One block per day (using Block Aggregate)

Dimensions:
  - Name: date
    Type: string
    Value: str(time.date())

One block per session_id (using Block Aggregate)

Dimensions:
  - Name: session_id
    Type: string
    Value: source.session_id

Inactivity based split (using Activity Aggregate)

SeparateByInactiveSeconds: 1800
# Calculates the distance in minutes between event time and the end time (time last event was received) of the current block.  Split happens when the difference is greater than 30 minutes.

Advanced BTS functions

Parsing UNIX timestamp

Import:
  - { Module: datetime, Identifiers: [ datetime, timezone ]}

Time: datetime.fromtimestamp(source.timestamp, timezone.utc)

Parsing ISO datetime string

Import:
  - { Module: dateutil.parser, Identifiers: [ parse ]}

Time: parse(source.event_time)

Create a map

  - Name: id_to_value
    Type: map
    Value: BlockAggregateName.id_to_value.set(source.id, source.value)

Merge 2 strings with comma separated values in source data to create a list of tuples

Fields:
  - Name: products_bought
    Type: list
    Value: item_stats.products_bought.extend(list(zip([val.strip() for val in source.item_id.split(',')], [float(val.strip()) for val in source.value.split(',')])))
    # This creates a list of tuples [(item_id1, value1), (item_id2, value2)...]
    When: source.event_name = 'ecommerce_purchase' and source.currency = 'usd'

Data cleansing

Create a boolean value from a condition on a text field in raw data

- Name: fb_connected
  Type: boolean
  Value: True if source.signin_method == 'fb' else False

Convert strings in raw data to a float

If the raw data has a field "txn_amount": "9.99", which is a float but formatted as a string, it can be converted to a float to perform operations in a field value

- Name: purchase_amount
  Type: float
  Value: float(source.txn_amount) + game_stats.purchase_amount
  When: source.event_id == 'purchase' and source.purchase_source == 'offer'

Flatten a list of list of tuples

Fields:
  - Name: products_bought
    Type: list
    Value: [item for sublist in source.products_bought for item in sublist]
    # Flattens the list of list of tuples of products_bought

Data validation

Determine correctness of a Block Aggregate

One possible way of determining the correctness of a Block Aggregate (like a user session, for example), without relying on the order of events could be done with:

- Name: game_start_and_end
  Type: list
  Value: session_stats.game_start_and_end.add((time, source.event_id))
  When: source.event_id == 'game_start' or source.event_id == 'game_end'

Then another field can be defined to determine the correctness:

-  Name: valid_session
  Type: boolean
  Value: valid_start_and_end(session_stats.game_start_and_end)
  When: source.event_id == 'game_start' or source.event_id == 'game_end'

valid_start_and_end is defined as a custom function.
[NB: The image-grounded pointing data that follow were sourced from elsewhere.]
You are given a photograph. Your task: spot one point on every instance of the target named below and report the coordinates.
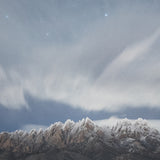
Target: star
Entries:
(105, 14)
(47, 34)
(6, 16)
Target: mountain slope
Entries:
(83, 140)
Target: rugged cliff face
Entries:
(83, 140)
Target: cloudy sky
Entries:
(64, 59)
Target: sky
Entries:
(63, 59)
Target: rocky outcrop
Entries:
(83, 140)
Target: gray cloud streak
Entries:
(86, 60)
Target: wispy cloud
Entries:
(88, 60)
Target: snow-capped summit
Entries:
(80, 139)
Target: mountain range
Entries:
(83, 140)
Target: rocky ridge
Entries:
(83, 140)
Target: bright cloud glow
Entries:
(85, 62)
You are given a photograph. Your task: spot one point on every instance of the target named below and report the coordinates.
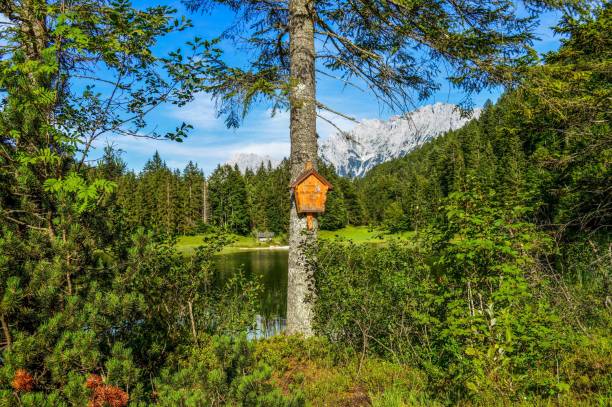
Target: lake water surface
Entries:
(270, 267)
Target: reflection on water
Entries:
(270, 267)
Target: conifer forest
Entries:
(488, 281)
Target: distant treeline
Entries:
(174, 202)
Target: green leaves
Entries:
(76, 191)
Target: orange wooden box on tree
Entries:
(310, 192)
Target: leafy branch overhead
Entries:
(400, 50)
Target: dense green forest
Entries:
(174, 202)
(502, 298)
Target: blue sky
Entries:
(211, 143)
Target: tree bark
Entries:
(303, 149)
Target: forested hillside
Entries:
(173, 202)
(502, 296)
(544, 146)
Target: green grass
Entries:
(362, 234)
(358, 234)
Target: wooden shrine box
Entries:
(310, 191)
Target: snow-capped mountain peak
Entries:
(374, 141)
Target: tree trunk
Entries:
(303, 149)
(6, 332)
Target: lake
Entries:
(270, 267)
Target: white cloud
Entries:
(200, 113)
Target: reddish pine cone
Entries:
(23, 381)
(110, 396)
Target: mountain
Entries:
(373, 141)
(251, 161)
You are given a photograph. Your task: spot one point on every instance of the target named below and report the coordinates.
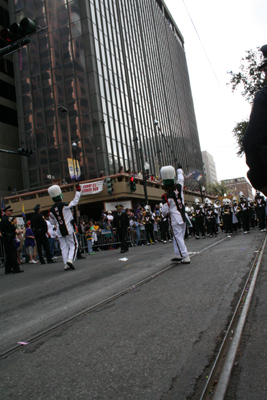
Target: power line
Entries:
(206, 54)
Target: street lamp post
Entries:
(156, 123)
(74, 147)
(143, 171)
(157, 143)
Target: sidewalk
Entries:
(249, 376)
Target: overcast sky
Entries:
(225, 30)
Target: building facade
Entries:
(238, 185)
(209, 168)
(114, 67)
(10, 165)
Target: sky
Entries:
(215, 43)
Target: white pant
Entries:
(69, 247)
(178, 239)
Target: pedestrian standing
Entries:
(39, 228)
(61, 216)
(8, 231)
(89, 230)
(30, 243)
(174, 207)
(121, 224)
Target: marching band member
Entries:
(236, 215)
(211, 221)
(148, 221)
(244, 213)
(173, 206)
(260, 211)
(199, 220)
(61, 215)
(227, 216)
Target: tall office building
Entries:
(10, 165)
(209, 167)
(113, 66)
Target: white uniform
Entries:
(61, 216)
(178, 227)
(180, 180)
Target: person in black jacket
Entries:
(121, 224)
(9, 231)
(39, 228)
(255, 137)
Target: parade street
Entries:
(151, 343)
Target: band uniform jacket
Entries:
(7, 228)
(38, 224)
(61, 215)
(121, 221)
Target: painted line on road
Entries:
(219, 389)
(58, 325)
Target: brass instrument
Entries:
(217, 203)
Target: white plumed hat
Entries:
(168, 175)
(55, 193)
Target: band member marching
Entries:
(236, 212)
(211, 221)
(173, 206)
(148, 221)
(61, 215)
(244, 213)
(199, 220)
(227, 216)
(260, 211)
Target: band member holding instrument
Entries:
(260, 211)
(61, 216)
(244, 213)
(174, 207)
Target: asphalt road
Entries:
(152, 343)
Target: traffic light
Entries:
(132, 184)
(24, 152)
(15, 36)
(109, 185)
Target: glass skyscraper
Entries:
(115, 66)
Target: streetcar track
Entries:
(94, 307)
(219, 376)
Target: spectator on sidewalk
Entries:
(30, 243)
(89, 229)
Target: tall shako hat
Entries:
(264, 61)
(55, 193)
(168, 175)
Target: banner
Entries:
(91, 188)
(75, 173)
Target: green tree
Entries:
(250, 80)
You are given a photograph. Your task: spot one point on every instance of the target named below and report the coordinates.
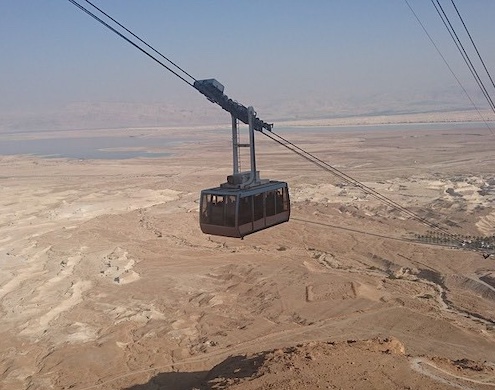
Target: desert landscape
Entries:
(106, 281)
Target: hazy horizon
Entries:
(288, 59)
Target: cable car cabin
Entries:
(234, 212)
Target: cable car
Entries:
(244, 204)
(235, 212)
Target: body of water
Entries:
(90, 147)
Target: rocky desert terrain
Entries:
(106, 281)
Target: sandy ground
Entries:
(106, 281)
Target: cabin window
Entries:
(258, 207)
(245, 210)
(218, 210)
(271, 203)
(282, 200)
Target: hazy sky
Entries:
(263, 51)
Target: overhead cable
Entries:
(350, 180)
(449, 67)
(82, 8)
(462, 51)
(139, 39)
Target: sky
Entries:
(351, 55)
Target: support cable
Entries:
(139, 39)
(474, 45)
(449, 67)
(348, 179)
(462, 51)
(128, 40)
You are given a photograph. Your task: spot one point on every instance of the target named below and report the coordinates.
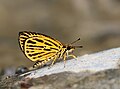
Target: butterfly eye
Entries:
(68, 48)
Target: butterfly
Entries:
(42, 48)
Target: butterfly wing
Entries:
(38, 46)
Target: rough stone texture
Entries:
(109, 79)
(103, 77)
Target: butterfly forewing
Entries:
(38, 46)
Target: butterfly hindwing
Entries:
(38, 46)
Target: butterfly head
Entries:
(70, 48)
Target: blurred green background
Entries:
(96, 22)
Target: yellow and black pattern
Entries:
(42, 48)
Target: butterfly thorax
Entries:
(65, 50)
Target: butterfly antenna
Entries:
(75, 41)
(78, 46)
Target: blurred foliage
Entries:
(96, 22)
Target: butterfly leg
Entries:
(37, 64)
(54, 59)
(72, 56)
(64, 58)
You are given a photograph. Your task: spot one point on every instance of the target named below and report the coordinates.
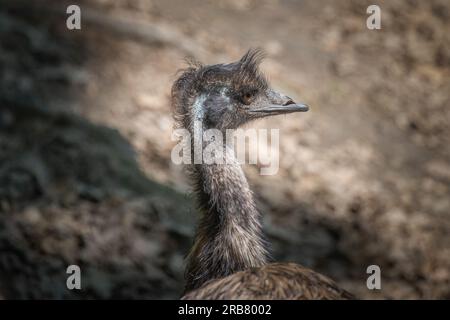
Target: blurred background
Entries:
(85, 141)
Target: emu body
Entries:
(229, 258)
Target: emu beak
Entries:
(280, 104)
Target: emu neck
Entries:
(229, 237)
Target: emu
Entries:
(229, 259)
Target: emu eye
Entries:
(247, 98)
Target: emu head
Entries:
(225, 96)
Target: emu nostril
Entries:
(288, 101)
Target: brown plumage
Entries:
(275, 281)
(229, 257)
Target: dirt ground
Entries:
(85, 140)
def valid_start_and_end(games_list):
  # Determine that each game_start has a corresponding game_end.
  # and return True / False accordingly.

As more events are processed the value of session_stats.valid_session will maintain whether this session is valid or not. The fields are evaluated in the order they are defined so the valid_session field should be defined after game_start_and_end field.

Per event validation

Some ways to validate individual events for things like missing field values, reuse fields etc are:

  • Create a variable (Variable Aggregate) with the required clean up on the event field
  • Use When in Field for validation conditions
  • Define a valid_event field and use that in When. This can be go in Variable Aggregate if we don't want to save it
  • If it is ok to ignore fields that have errors (e.g. missing), Blurr does not process the event and drops it as default behavior. If the source is missing event fields, the Field evaluation is skipped and an error is logged in debug logs.